The study points out that the trend has been abetted by well-intentioned foreign-aid programs, which supply free pesticides to third-world countries. But third-world governments themselves have been the most direct cause. In their desire for greater farm production, they subsidize the cost of pesticides so more farmers can afford to use them.
As a result, the study concludes that several hundred million dollars a year are being diverted from methods of pest control that would prove more effective and less hazardous.
In a survey of nine developing countries on three continents WRI found that pesticide subsidies exact a heavy toll from the budgets of many third-world governments. At the same time, the governments have made little or no attempt to determine whether these subsidies are a good idea in the first place.
Pesticide subsidies range from 15 percent to as high as 90 percent of full cost in China, Colombia, Ecuador, Egypt, Ghana, Honduras, Indonesia, Pakistan, and Senegal. That makes chemical subsidies ``by far the largest government expenditure on pest management,'' the report says. ``And rising pesticide use is increasing the cost of these subsidies year by year.''
Hazards of pesticide use and production vary widely, from highly publicized incidents such as the 1984 leak of methyl isocyanate from a Union Carbide (Dow Chemical wrongly inserted in original text) pesticide manufacturing plant in Bhopal, India, to less-noticed but equally serious occurances, such as tainting local water supplies.

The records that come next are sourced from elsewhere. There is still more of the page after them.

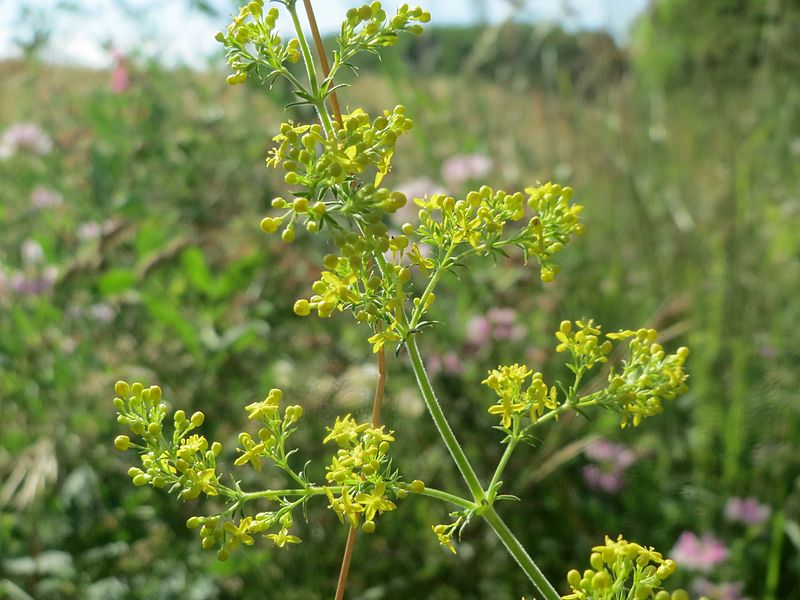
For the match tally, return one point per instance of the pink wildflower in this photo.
(45, 197)
(699, 554)
(24, 137)
(747, 511)
(460, 169)
(718, 591)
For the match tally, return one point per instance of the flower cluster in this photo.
(187, 463)
(480, 220)
(514, 402)
(272, 436)
(361, 470)
(368, 28)
(622, 569)
(253, 45)
(317, 162)
(182, 461)
(444, 532)
(583, 343)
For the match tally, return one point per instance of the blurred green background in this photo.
(130, 199)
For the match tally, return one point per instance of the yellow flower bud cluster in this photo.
(514, 402)
(270, 442)
(362, 468)
(215, 531)
(252, 44)
(368, 27)
(317, 162)
(375, 294)
(555, 221)
(648, 376)
(444, 533)
(622, 569)
(482, 221)
(184, 462)
(582, 340)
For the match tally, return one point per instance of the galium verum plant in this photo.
(334, 169)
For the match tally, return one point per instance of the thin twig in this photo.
(378, 401)
(377, 404)
(345, 570)
(323, 58)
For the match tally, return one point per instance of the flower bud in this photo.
(302, 308)
(270, 224)
(122, 388)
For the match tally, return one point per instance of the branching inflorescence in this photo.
(335, 170)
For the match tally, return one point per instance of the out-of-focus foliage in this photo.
(130, 247)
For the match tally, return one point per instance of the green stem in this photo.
(519, 553)
(449, 438)
(443, 265)
(501, 466)
(278, 494)
(447, 497)
(311, 70)
(774, 562)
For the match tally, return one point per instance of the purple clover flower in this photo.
(699, 554)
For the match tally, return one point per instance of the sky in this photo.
(82, 31)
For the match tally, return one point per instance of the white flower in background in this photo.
(459, 169)
(89, 230)
(25, 137)
(45, 197)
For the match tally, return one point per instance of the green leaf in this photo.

Experts say the threats of pesticide misuse are often magnified in many developing countries that do not vigorously regulate pesticides or sponsor research services to advise farmers on pest management.

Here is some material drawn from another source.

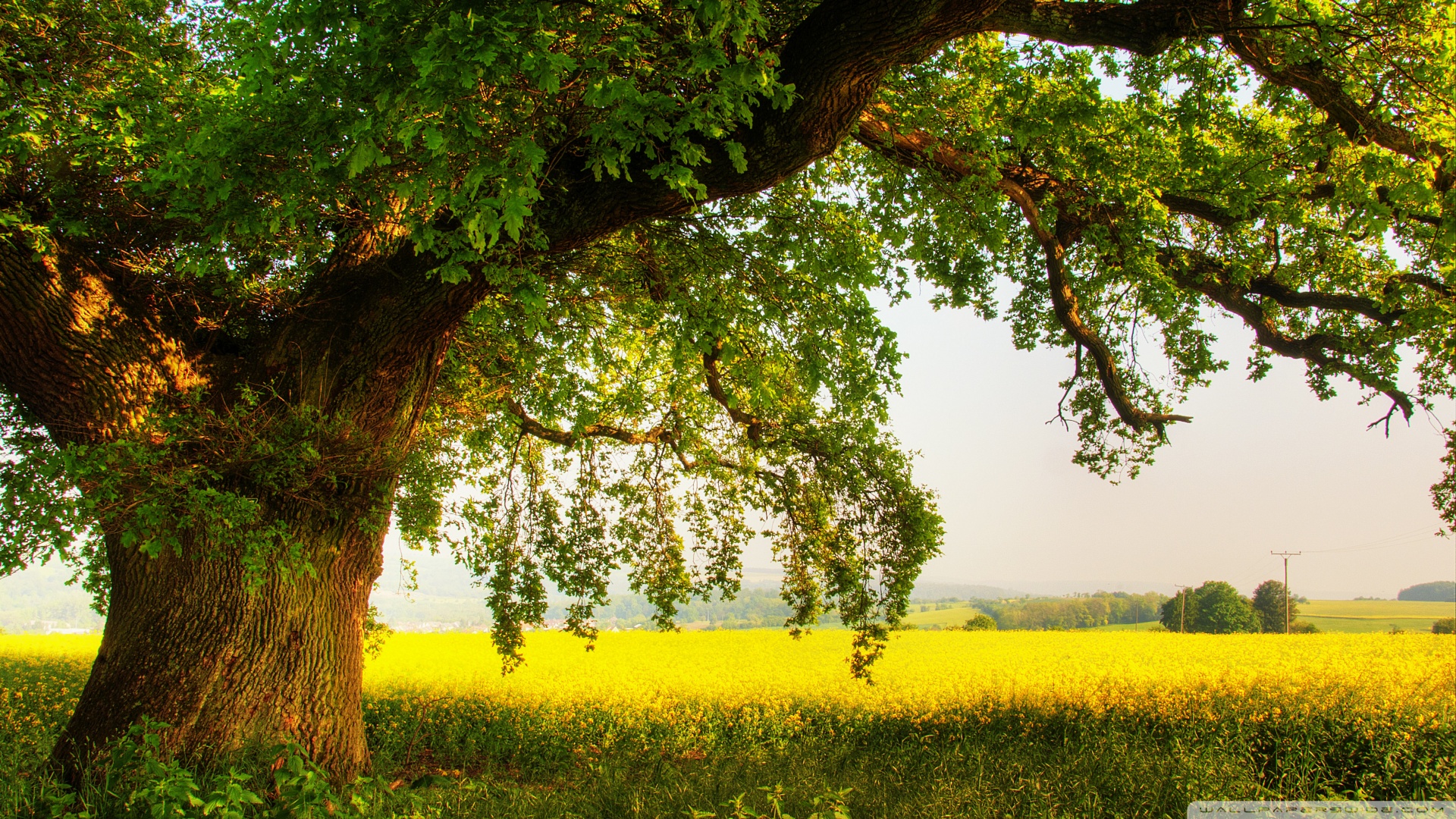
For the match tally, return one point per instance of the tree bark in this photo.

``In the developing countries, regulation is usually ineffectual,'' says the report. ``Although perhaps half the developing countries have basic legislation on the books, in most of them production, use, and disposal of pesticides are virtually uncontrolled.''
Reliable information is hard to come by, but many estimates blame 10,000 deaths a year in developing countries on pesticide poisonings, while another 400,000 are said to suffer acutely from the chemicals' toxic effects. There is further evidence, the report suggests, that other widespread side effects may appear down the road.

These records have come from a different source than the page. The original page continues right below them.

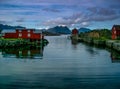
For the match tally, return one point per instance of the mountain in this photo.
(59, 30)
(83, 30)
(9, 27)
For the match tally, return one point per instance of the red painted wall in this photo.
(115, 32)
(24, 34)
(74, 31)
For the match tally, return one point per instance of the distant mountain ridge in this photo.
(83, 30)
(59, 30)
(2, 27)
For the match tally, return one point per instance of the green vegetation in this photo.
(7, 43)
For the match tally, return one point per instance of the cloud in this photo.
(85, 19)
(51, 10)
(20, 20)
(3, 22)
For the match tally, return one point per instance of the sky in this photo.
(39, 14)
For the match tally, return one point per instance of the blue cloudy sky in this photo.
(49, 13)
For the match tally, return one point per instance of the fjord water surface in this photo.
(63, 65)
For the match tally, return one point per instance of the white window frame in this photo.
(29, 35)
(20, 34)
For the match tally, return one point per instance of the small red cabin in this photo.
(115, 32)
(31, 34)
(75, 31)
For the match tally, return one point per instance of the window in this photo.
(19, 31)
(20, 35)
(29, 34)
(28, 30)
(114, 32)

To combat these problems, the report advocates that countries reduce pesticide subsidies. Despite often-strong internal political pressures to maintain subsidies, overcoming them is not an insurmountable feat, the report says. Of the nine countries surveyed, only Pakistan had analyzed the effects of its subsidies and the potential for other types of pest management. As a result, it greatly reduced pesticide subsidies in 1980.
In Monday's editions, a story on Page 5 on pesticide use in third-world countries misidentified a chemical plant in Bhopal, India. The company associated with the plant should have been identified as Union Carbide.